Muhammad Sani Yahaya (born 25 January 1952) is a Nigerian professor . Taraba State University lecturer and politician . He is a member of the New Nigeria People Party and the 2023 Taraba State gubernatorial election candidate to be elected on 18 March, 2023.

Political career
Professor Sani Yahaya has emerged as the gubernatorial candidate of the New Nigeria Peoples Party (NNPP) for Taraba State. 

Recall that the former university don recently withdrew his membership from the All Progressives Congress (APC) to join the NNPP.

He gave “lack of internal democracy” and the alleged failure of the APC to provide a level playing ground for all the governorship aspirants as a major reason for ditching the party.

In the primary elections that took place in Jalingo on Wednesday, Yahaya scored 464 votes to beat Philip Johnson and Al Amin Sale who scored 19 and 8 votes respectively.

Announcing the results, the Chairman of the electoral committee, Nura Hamisu Mohammed, said 501 votes were cast with 10 invalid votes.

In his acceptance speech, Yahaya confirmed that everybody participated in the elections and were satisfied with the results.

Flanked by his co-contestants, he said if all elections in the country could be like that of the NNPP, there would not be any form of rancour.

He urged Tarabans, irrespective of political party affiliations, to “join us in this journey which will bring dividends of democracy.”

Describing his newfound party as a party that would give “justice and fairness, and not the journey that would lead to a winner takes all”, he urged residents to work to ensure his victory. 

The gubernatorial candidate of the  New Nigeria  Peoples  Party, (NNPP)  in Taraba state, Professor  Muhammad  Sani  Yahaya has promised that he will provide scholarships to students in tertiary institutions to enable more young men and women to obtain high qualifications. 
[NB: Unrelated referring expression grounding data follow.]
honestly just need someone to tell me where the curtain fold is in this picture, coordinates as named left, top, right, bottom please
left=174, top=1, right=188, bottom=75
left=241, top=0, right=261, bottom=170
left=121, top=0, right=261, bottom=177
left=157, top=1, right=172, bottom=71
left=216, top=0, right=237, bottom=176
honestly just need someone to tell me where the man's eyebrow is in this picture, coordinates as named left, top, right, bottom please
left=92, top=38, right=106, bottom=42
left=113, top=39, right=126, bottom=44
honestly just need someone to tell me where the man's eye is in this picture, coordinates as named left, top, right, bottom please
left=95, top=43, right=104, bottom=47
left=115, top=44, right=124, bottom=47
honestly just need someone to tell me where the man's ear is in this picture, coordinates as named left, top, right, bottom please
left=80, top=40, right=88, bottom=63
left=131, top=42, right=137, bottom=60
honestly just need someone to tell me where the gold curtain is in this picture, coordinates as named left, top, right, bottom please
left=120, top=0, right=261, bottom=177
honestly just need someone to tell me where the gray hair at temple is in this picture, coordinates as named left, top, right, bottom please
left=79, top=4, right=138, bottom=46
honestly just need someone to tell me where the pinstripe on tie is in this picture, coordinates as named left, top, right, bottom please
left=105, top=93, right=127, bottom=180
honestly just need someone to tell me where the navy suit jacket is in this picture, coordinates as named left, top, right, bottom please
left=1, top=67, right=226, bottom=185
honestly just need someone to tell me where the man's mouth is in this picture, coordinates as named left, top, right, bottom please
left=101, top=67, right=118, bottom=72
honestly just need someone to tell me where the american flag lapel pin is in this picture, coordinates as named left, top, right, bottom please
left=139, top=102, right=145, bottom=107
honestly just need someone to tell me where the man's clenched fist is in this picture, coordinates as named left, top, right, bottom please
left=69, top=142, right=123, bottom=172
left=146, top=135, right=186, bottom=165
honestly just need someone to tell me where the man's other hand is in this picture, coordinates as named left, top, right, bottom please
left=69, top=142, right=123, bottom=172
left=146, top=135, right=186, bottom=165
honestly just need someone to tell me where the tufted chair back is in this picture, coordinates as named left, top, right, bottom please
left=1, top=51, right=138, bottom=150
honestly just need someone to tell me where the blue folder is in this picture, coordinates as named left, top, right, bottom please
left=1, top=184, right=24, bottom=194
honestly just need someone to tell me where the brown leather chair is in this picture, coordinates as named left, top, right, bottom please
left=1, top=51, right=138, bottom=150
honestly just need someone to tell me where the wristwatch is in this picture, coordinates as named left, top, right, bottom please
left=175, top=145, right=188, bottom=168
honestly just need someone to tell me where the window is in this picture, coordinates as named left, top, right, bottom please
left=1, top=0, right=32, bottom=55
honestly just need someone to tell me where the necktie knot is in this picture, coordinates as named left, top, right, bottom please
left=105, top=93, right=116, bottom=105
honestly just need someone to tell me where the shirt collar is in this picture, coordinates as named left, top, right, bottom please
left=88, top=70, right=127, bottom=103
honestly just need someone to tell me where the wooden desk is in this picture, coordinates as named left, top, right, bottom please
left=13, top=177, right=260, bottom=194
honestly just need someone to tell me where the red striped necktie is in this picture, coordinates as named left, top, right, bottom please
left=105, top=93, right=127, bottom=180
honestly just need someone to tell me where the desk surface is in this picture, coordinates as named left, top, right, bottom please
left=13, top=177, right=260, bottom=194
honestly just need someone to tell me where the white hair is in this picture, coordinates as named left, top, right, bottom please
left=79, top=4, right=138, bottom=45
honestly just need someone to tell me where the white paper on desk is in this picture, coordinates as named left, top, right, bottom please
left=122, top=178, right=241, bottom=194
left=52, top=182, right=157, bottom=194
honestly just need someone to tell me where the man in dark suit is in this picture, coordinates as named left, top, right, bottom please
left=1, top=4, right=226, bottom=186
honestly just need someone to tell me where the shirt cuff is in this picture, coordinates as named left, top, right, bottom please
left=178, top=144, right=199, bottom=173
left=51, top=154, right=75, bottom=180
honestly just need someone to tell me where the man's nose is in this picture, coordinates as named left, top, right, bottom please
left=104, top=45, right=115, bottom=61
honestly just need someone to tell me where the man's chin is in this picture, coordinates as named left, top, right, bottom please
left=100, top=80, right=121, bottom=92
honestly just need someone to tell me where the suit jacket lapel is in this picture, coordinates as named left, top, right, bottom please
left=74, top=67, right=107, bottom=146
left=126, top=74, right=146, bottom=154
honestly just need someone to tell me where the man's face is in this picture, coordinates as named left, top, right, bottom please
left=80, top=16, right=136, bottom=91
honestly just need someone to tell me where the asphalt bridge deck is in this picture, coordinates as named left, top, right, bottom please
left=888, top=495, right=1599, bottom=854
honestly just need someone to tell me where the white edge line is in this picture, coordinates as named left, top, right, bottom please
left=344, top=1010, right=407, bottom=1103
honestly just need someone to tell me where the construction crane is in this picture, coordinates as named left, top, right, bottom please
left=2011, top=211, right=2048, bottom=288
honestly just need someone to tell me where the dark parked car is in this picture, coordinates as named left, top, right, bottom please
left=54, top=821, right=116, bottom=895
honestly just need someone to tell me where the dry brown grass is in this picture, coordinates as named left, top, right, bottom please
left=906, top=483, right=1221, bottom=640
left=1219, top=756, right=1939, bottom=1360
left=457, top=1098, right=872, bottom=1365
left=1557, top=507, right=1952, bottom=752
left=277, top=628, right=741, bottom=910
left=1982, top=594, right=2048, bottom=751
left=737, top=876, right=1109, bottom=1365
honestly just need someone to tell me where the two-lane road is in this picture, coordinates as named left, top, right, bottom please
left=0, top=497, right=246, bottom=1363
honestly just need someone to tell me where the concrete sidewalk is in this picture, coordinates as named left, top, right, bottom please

He said more attention will be given to the teaching of science and technical subjects in secondary schools to have more students in the state qualify for admission to study science-related courses in Nigerian and foreign Universities. 

The candidate in his campaign tour across local government areas of the state told supporters of the New Nigeria peoples Party that his administration if elected governor of the state will focus more attention on lifting the standard of education at all levels.

Professor Sani Yahaya, a former Vice Chancellor of Taraba State University,  stated that his scholarship programme will benefit all students in tertiary institutions without discrimination.

He said as an educationist, he will ensure that students are encouraged to study professional courses like engineering, Medicine, and marketable computer science. 

According to him the only way to attain advancement for the state and the country at large is through education especially science and technology. 

He also pledged to tackle insecurity in the and also promised to address unemployment among the youths in the state, adding that engaging the youth through employment and empowerment will reduce restiveness among the youths.

Professor Sani Yahaya also pledged to ensure fairness in the distribution of state resources through development projects in all parts of the state.

Defeats 
The Supreme Court today upheld the victory of Governor Darius Dickson Ishaku in the March 9th 2019 governorship election in Taraba State.

The lead Judgement was read by Justice Ejembi Eko who held that the All Progressive Congress (APC) Taraba State has no locus standi first of all because they went into the 2019 General Elections without a candidate among other electoral requirements.

Justice Eko held that a candidate who did not participate in an election can not be allocated with votes and can not also be declared a winner.

He further declared that all votes cast for APC during the 2019 elections was void, invalid and wasted votes.

The court finally declared Governor Darius Dickson Ishaku as the winner of the March 9th 2019 Governorship elections with the highest number of lawful votes in compliance with the provisions of the electoral act .

Award 

- Former Deputy Vice Chancellor, Administration, Federal University of Technology, Yola (FUTY), Adamawa State.

- Former Dean, School of Agriculture and Agricultural Technology, FUTY.

- Former Head, Department of Animal Science and Range Management, FUTY.

- Former Member Academic Boards and Universities Councils.

- Former Chair, and Member of various committees within and outside the University

- Former President Committee for Improvement of Obihiro City, Japan

- Former President, International Students Obihiro University of Agriculture and Veterinary medicine, Japan.

- 2019 Governorship Candidate APC

- Former Chair, Governing Board, Federal Polytechnic, Bidda, Niger State.

- Chairman Buhari Campaign Origination, North-East 2017-2019 Patron Buhari Support Organization Taraba State 2017-2019

- Chairman Arewa Consultative Forum ACF Taraba Chapter.